Zhang Rui, Wu Xiaokang, Kim Seho, Kim Brian, Xie Catherine, Gonzalez Devina, Norris Raven, Chin Nicholas, Li Liang, John Scott, Philipson Kenneth D, Ottolia Michela, Goldhaber Joshua I
Smidt Heart Institute, Department of Cardiology, Cedars-Sinai Medical Center and Health Sciences University, Los Angeles, CA 90048.
Department of Medicine, Division of Cardiology, David Geffen School of Medicine, University of California, Los Angeles, CA 90095.
Proc Natl Acad Sci U S A. 2025 Jul 15;122(28):e2423203122. doi: 10.1073/pnas.2423203122. Epub 2025 Jul 9.
The cardiac sodium-calcium exchanger (NCX1) is a critical regulator of intracellular calcium (Ca) in cardiomyocytes. Although strongly regulated by pH, the role of NCX1 pH sensitivity in cardiac function and intracellular Ca regulation is not understood. We used CRISPR/Cas9 to produce a pH-resistant NCX1 mouse by replacing histidine 165 with alanine (H165A). H165A mice live into adulthood and are fertile. Comparative studies in isolated ventricular myocytes demonstrated that NCX1 current (I) was significantly inhibited by lowering pH to ~6.5 in the wild type (WT) but was unaffected in myocytes from pH-resistant H165A mice. Similarly, in WT cardiomyocytes loaded with the Ca indicator fura-2 AM, Ca transient amplitude increased dramatically during field stimulation when pH was lowered to 6.5, consistent with impaired Ca efflux caused by proton-mediated NCX1 inhibition. In contrast, Ca transients were unchanged by low pH in H165A myocytes, indicating effective Ca efflux by the mutant exchanger despite acidosis. When we subjected H165A mouse hearts to ischemia/reperfusion, where cellular injury is thought to result in part from Ca accumulation and inhibition of NCX1 by ischemic acidosis, there was reduced injury and improved recovery of function compared to WT. These results reveal that maintaining NCX1 activity during ischemia, and presumably maintaining Ca extrusion, is a powerful approach to protect or precondition the heart against injury that would otherwise occur subsequently during reperfusion. We conclude that allosteric regulation of NCX1 by protons is a highly relevant physiological process that takes place in clinical settings associated with abnormally low pH, such as cardiac ischemia.
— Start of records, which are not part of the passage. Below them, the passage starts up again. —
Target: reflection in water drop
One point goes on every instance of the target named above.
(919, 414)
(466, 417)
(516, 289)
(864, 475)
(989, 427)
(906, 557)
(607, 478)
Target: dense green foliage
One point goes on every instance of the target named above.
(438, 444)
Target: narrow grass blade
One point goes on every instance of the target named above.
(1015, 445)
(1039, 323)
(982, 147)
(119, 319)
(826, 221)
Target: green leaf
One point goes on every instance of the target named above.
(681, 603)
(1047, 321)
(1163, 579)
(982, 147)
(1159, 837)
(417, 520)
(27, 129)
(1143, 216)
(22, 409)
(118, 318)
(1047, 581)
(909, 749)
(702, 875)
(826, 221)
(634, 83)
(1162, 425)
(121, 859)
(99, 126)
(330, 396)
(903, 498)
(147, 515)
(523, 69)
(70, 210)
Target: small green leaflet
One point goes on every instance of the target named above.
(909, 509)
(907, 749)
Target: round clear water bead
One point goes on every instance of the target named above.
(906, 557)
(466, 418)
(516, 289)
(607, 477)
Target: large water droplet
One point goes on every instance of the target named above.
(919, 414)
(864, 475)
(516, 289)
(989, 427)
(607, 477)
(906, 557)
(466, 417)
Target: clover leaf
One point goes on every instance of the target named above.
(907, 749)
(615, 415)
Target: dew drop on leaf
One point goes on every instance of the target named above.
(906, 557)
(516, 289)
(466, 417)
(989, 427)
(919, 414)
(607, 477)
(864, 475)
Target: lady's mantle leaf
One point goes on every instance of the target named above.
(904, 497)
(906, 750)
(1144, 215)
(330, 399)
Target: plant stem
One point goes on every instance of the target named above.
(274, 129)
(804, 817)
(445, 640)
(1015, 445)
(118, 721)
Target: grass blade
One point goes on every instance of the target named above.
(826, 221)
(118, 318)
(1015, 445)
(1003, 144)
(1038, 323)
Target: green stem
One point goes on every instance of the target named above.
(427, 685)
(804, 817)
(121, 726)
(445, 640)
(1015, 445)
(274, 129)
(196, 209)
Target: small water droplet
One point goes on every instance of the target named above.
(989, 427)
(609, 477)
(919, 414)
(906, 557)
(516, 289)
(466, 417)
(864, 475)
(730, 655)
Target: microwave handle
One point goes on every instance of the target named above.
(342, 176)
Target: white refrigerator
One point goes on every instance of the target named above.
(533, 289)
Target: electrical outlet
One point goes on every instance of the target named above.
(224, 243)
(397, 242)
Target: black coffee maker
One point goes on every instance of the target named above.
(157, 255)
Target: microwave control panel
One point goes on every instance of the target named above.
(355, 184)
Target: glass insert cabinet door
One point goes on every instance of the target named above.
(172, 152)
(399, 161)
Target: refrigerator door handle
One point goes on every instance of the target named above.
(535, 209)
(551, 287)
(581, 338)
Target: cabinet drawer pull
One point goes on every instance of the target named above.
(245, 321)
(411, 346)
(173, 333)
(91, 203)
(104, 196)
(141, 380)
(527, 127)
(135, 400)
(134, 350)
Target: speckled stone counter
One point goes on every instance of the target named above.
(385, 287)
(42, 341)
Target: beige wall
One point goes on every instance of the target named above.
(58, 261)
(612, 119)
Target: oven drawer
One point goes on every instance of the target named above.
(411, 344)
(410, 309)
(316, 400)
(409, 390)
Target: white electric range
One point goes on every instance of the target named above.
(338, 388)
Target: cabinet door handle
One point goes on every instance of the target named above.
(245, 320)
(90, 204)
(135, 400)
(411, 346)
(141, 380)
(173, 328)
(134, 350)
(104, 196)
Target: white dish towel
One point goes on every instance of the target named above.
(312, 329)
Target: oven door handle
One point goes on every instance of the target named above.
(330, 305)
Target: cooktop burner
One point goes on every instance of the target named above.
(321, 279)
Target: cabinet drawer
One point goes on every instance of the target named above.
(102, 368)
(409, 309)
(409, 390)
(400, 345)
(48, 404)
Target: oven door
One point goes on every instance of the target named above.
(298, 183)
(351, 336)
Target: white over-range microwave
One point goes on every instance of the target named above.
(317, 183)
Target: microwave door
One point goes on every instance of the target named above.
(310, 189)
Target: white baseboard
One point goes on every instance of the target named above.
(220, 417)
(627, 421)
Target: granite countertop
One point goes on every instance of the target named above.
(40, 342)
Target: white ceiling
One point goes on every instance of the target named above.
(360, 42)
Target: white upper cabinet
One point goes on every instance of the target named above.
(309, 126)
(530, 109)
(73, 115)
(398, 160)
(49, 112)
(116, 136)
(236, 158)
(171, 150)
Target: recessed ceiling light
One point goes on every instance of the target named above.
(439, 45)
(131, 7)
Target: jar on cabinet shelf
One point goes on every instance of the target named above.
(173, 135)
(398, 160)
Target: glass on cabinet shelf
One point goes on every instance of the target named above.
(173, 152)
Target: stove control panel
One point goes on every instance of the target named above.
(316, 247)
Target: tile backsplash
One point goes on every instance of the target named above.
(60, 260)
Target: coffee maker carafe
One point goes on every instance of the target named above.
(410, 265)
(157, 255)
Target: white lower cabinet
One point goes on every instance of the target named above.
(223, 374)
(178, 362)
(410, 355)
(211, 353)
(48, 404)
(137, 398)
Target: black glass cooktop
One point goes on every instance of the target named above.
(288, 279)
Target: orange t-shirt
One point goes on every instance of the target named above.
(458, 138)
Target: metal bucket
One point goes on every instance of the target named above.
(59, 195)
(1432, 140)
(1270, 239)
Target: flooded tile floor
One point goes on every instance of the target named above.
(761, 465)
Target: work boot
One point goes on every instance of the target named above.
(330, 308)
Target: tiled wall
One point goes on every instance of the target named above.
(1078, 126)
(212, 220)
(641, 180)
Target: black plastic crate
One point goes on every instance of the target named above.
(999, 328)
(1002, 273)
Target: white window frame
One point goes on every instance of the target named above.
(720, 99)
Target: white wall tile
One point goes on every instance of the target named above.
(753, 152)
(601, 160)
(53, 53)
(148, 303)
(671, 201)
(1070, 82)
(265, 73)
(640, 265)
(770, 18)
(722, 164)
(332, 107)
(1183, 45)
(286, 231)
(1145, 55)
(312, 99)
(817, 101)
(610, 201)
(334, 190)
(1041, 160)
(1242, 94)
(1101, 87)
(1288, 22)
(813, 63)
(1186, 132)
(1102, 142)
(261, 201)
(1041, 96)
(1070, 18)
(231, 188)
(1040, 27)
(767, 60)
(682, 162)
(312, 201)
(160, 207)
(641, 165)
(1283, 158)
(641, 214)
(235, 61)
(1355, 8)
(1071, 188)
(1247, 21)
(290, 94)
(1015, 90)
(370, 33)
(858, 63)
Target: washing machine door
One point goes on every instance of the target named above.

心脏钠钙交换体(NCX1)是心肌细胞内钙离子(Ca)的关键调节因子。尽管其受pH的强烈调节,但NCX1的pH敏感性在心脏功能和细胞内Ca调节中的作用尚不清楚。我们使用CRISPR/Cas9技术,通过将组氨酸165替换为丙氨酸(H165A)来制备一种对pH有抗性的NCX1小鼠。H165A小鼠可存活至成年且具有生育能力。在分离的心室肌细胞中进行的比较研究表明,在野生型(WT)中,将pH降低至约6.5时,NCX1电流(I)受到显著抑制,但在对pH有抗性的H165A小鼠的肌细胞中则不受影响。同样,在加载了Ca指示剂fura-2 AM的WT心肌细胞中,当pH降低至6.5时,在电场刺激期间Ca瞬变幅度显著增加,这与质子介导的NCX1抑制导致的Ca外流受损一致。相比之下,低pH对H165A肌细胞中的Ca瞬变没有影响,表明尽管存在酸中毒,突变型交换体仍能有效地进行Ca外流。当我们对H165A小鼠心脏进行缺血/再灌注时,细胞损伤被认为部分是由Ca积累和缺血性酸中毒对NCX1的抑制引起的,与WT相比,损伤减轻且功能恢复改善。这些结果表明,在缺血期间维持NCX1活性,并推测维持Ca的外排,是保护或预处理心脏免受随后再灌注期间可能发生的损伤的有效方法。我们得出结论,质子对NCX1的变构调节是一个高度相关的生理过程,发生在与异常低pH相关的临床环境中,如心脏缺血。